The team led by Dr. Zaręba is working on a new group of substances that may be effective in the treatment of such resistant prostate cancers. The researchers proposed a new approach that involves combining two key proteins - PI3K, which is a new but clinically proven element of anticancer drugs, and the 5-HT5A receptor, an innovative 'switch' for androgen receptors traditionally used in the treatment of prostate cancer.

'The substances we have developed will have the ability to affect both of these proteins simultaneously, which may lead to a synergistic effect, i.e. mutual enhancement of their respective effects. The first research results allow us to hope for the effectiveness of this approach,' Zaręba says.

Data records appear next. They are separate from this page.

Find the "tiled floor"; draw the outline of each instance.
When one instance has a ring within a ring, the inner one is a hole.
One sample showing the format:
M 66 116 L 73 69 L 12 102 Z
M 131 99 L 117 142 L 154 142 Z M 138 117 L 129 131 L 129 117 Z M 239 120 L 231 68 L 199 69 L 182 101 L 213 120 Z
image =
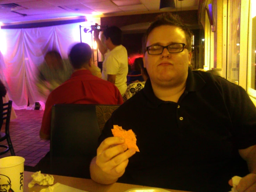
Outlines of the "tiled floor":
M 10 134 L 16 155 L 24 157 L 25 165 L 34 166 L 50 151 L 50 140 L 40 138 L 43 111 L 16 110 L 17 118 L 11 121 Z M 4 132 L 4 127 L 1 131 Z M 6 141 L 0 143 L 6 144 Z M 2 149 L 0 149 L 0 151 Z M 0 158 L 10 156 L 10 152 Z

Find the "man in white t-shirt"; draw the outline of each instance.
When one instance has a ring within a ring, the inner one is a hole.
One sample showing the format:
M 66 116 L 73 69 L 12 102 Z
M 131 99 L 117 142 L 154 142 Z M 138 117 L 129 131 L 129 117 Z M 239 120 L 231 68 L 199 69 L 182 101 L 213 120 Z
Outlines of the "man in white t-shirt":
M 106 29 L 103 33 L 106 46 L 99 38 L 99 33 L 98 31 L 94 31 L 94 36 L 99 50 L 101 54 L 105 54 L 102 79 L 114 84 L 123 96 L 127 88 L 128 64 L 127 51 L 121 44 L 122 31 L 115 26 Z

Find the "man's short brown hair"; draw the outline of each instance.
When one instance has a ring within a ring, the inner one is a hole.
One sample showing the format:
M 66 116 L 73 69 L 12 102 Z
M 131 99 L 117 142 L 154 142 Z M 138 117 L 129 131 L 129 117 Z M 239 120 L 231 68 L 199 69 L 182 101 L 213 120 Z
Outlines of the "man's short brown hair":
M 148 37 L 153 30 L 163 25 L 175 26 L 180 28 L 185 33 L 187 41 L 186 46 L 189 52 L 192 50 L 192 38 L 193 34 L 189 29 L 188 26 L 185 24 L 177 15 L 174 15 L 170 12 L 164 13 L 159 15 L 156 20 L 151 24 L 144 34 L 142 39 L 142 52 L 144 54 L 146 52 L 146 44 Z

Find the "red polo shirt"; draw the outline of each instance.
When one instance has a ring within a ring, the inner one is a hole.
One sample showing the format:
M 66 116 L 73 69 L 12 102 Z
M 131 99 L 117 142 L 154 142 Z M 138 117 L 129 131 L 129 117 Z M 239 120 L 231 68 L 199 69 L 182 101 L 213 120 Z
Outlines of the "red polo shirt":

He explains that prostate cancer cells contain a large amount of the 5-HT5AR serotonin receptor. 'This leads to an increase in the amount of serotonin, known as the happiness hormone, in cancer cells and promotes cancer development and metastasis. Therefore, blocking this receptor may prove to be therapeutically beneficial. Such a blockade reduces the concentration of androgens in the body. An indirect effect on the level of sex hormones may improve patient's response to drugs,’ he says.

Substances that affect the PI3K/AKT/mTOR signalling pathway, which is crucial in the development of prostate cancer and its resistance to traditional treatment methods, have recently been used in the treatment of some cancers. Science has confirmed the interplay between this pathway and signals from the androgen receptor. According to researchers, combined therapy could significantly improve the treatment effects.

Scientists in Dr. Zaręba's team use computer simulations to design new drugs. They try to predict how new molecules will work in the body. Thanks to this, they will find out how to build these substances correctly - as medicines. In addition, they will work on ways to produce compounds in an environmentally friendly way.

'After obtaining the appropriate substances, we will test their effectiveness against cancer. We will examine how new substances affect specific pathways in the body that are responsible for the development of prostate cancer. We will start with tests in test tubes, and then move on to tests on living organisms. We want to confirm that the new drugs are not only effective, but also safe and free of side effects,’ Zaręba says.

The project involves a team of scientists from various fields including chemistry, biochemistry, biology and pharmacology. Most of them have extensive experience in research on anticancer substances. The team plans to commercialise the solution.